The operation followed a request by the Italian Maritime Rescue Co-Ordination Centre.

It came as a former Archbishop of Canterbury joined more than 200 religious leaders to call on British Prime Minister Theresa May to do more to help refugees fleeing Syria, Iraq and other warzones.

Lord Dr Rowan Williams will deliver a speech today as leaders of Britain's major faiths criticise the government's response to the crisis as "too slow, too low and too narrow".

Last week, the government announced it had secured enough local authority places to meet a pledge to resettle 20,000 Syrian refugees over the next four years.

And in a major u-turn earlier this year former Prime Minister David Cameron committed to accepting 3,000 unaccompanied children registered in France, Italy and Greece.

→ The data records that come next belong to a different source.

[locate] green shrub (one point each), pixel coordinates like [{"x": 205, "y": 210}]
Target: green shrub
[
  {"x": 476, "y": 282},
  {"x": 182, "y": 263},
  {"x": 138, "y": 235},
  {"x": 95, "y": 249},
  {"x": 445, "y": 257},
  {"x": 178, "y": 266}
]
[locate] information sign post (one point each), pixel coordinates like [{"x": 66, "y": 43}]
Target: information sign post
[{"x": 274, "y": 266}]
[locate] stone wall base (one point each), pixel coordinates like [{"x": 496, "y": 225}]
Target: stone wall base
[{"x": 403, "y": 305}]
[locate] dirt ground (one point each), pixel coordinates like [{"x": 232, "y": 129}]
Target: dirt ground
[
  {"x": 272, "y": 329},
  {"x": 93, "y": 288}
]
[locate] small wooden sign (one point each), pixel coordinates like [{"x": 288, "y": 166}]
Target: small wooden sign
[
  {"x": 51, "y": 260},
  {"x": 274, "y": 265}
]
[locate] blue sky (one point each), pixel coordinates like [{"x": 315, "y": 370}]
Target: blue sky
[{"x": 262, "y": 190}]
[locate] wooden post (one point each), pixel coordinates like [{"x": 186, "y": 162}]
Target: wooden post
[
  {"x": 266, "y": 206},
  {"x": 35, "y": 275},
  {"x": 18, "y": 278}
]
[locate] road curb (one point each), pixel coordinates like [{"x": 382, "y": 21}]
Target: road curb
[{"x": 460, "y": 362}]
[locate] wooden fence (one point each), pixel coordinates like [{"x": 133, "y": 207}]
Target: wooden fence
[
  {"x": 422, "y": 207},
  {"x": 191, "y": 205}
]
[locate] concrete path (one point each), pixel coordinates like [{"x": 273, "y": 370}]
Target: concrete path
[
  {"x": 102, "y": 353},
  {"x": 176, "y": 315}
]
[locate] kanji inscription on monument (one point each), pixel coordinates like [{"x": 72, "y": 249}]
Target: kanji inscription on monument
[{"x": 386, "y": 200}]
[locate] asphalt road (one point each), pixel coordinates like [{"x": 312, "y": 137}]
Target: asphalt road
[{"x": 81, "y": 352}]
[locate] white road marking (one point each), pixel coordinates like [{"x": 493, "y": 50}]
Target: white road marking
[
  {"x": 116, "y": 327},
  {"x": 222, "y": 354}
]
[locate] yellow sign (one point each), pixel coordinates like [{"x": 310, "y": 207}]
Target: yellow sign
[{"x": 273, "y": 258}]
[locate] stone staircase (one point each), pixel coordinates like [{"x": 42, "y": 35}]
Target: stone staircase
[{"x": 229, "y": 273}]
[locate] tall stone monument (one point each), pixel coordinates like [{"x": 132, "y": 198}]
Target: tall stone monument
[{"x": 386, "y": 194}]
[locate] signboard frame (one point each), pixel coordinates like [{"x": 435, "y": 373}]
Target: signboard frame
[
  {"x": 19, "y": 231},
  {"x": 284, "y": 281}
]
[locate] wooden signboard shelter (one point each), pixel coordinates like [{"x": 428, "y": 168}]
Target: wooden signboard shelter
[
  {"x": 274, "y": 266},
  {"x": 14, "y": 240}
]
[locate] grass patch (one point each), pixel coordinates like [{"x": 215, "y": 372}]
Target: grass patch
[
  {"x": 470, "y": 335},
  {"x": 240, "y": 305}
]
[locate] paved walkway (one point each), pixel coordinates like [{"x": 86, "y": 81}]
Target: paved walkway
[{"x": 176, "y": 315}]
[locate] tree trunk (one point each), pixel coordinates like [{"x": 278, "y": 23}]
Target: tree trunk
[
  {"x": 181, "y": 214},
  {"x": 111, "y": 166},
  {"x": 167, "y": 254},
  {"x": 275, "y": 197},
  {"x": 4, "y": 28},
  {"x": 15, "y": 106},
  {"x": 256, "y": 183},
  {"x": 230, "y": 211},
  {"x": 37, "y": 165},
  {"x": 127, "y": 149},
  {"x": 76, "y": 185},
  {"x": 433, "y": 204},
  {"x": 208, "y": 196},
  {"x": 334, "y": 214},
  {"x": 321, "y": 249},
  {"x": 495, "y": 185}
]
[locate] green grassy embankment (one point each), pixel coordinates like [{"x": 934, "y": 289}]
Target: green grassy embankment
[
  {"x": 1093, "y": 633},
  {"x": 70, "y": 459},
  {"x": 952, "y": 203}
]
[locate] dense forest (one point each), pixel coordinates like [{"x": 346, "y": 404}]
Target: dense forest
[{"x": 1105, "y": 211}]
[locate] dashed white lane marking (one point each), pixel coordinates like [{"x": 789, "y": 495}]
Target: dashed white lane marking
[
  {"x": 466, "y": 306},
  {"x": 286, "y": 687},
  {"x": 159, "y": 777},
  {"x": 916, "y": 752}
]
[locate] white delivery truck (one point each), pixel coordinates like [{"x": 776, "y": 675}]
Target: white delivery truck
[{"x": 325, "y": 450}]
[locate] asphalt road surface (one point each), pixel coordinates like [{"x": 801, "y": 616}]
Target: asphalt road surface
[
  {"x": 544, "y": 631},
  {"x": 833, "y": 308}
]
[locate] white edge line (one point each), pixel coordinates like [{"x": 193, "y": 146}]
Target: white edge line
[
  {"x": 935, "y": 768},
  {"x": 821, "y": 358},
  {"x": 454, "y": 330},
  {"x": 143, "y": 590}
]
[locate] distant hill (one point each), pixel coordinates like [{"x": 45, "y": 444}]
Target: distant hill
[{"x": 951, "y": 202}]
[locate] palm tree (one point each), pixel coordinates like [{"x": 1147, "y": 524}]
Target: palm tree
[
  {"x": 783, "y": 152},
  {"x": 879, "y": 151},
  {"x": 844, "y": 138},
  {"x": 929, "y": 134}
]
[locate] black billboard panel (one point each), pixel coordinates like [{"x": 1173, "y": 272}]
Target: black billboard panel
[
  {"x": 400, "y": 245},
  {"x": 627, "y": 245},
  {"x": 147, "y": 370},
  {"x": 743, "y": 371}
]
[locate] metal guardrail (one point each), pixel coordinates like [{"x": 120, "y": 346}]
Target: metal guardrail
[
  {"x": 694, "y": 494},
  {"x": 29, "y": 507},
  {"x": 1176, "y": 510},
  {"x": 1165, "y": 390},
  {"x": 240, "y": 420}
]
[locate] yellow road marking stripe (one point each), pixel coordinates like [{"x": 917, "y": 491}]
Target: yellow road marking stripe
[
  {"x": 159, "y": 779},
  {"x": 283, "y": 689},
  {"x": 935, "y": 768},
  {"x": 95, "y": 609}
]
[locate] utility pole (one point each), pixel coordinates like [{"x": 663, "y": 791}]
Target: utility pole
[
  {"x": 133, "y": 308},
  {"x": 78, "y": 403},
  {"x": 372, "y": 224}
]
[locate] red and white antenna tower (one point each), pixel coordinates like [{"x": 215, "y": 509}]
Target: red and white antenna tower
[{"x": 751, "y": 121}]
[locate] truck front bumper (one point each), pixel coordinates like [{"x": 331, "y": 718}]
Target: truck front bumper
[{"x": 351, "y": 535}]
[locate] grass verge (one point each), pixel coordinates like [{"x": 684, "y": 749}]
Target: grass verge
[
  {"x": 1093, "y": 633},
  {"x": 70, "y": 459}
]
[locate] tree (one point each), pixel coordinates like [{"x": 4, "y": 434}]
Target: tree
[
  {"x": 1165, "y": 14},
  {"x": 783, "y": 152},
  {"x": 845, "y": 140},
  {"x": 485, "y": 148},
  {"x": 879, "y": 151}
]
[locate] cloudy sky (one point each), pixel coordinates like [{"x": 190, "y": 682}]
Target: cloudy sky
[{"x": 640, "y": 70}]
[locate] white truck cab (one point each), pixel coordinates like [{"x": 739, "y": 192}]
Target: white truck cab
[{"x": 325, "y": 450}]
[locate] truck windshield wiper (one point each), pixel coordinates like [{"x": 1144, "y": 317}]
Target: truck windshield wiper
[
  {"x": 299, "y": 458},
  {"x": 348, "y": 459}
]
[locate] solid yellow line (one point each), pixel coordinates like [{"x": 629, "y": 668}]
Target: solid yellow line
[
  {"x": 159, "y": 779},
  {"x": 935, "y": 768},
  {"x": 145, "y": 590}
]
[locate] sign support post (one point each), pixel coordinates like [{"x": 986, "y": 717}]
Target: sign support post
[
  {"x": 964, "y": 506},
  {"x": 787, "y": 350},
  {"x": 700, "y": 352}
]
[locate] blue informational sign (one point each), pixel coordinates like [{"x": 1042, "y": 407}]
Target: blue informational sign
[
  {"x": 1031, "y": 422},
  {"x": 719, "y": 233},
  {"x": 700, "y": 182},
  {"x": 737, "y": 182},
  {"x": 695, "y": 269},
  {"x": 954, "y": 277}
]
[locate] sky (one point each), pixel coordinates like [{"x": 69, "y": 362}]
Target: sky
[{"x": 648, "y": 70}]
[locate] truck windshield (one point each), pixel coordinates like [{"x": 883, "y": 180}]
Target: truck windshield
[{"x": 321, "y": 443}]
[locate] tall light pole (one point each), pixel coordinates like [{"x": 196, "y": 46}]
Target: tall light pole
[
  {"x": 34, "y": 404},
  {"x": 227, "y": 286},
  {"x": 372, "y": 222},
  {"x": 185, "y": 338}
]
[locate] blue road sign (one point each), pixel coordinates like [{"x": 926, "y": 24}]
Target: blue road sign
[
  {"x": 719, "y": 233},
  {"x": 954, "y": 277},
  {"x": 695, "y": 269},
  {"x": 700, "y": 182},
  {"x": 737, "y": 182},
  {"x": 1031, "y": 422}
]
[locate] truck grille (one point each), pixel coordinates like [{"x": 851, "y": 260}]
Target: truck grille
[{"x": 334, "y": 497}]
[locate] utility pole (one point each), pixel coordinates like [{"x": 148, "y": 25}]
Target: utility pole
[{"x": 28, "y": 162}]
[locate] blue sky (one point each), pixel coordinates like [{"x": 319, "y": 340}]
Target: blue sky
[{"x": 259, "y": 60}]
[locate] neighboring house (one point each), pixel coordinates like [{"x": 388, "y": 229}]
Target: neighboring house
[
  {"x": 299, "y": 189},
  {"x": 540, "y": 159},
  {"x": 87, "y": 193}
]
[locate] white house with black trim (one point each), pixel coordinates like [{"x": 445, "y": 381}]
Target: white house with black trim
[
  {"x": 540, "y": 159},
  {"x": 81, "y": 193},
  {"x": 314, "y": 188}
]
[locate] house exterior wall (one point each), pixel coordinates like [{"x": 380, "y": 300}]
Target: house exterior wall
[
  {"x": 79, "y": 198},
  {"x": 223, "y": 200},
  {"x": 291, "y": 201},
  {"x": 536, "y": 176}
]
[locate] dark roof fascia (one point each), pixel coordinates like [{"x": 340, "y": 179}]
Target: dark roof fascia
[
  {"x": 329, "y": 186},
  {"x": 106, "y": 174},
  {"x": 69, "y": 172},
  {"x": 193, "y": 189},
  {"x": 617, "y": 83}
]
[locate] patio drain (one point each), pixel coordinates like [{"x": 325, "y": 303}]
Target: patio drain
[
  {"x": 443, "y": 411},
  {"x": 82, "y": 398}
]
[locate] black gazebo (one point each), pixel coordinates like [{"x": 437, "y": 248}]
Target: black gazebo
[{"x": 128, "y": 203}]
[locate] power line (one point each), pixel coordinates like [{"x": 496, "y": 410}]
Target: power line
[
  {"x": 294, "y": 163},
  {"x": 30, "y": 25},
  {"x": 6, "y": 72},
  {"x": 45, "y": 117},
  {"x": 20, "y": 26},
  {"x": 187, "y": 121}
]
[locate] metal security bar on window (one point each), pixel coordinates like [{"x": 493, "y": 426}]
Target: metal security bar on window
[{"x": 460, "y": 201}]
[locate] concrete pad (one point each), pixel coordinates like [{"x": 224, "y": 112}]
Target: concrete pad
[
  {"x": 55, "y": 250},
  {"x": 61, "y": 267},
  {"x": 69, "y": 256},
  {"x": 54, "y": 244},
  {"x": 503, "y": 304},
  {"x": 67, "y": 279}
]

But the Christian, Muslim and Jewish clerics, alongside lead representatives of other faiths, signed an open letter urging Mrs May to unblock rules preventing refugee families being reunited in the UK.

Their letter follows similar calls from around 300 top former judges and lawyers, approximately 120 of the world's senior economists, and 27 charities and NGOs.

Signatories to the letter include bishops and members of the House of Lords, including Baroness Rabbi Julia Neuberger, secretary general of the Muslim Council of Britain Harun Rashid Khan, as well as senior rabbis, imams and senior figures from other faiths.

Meanwhile, the European Union has said it will more than double emergency aid to Greece to improve living conditions for refugees and migrants who have been stranded in the country for months.

Just under 60,000 refugees and migrants are stuck in Greece after their attempts to head to central and northern Europe were prevented by a cascade of border shutdowns throughout the Balkans at the start of the year.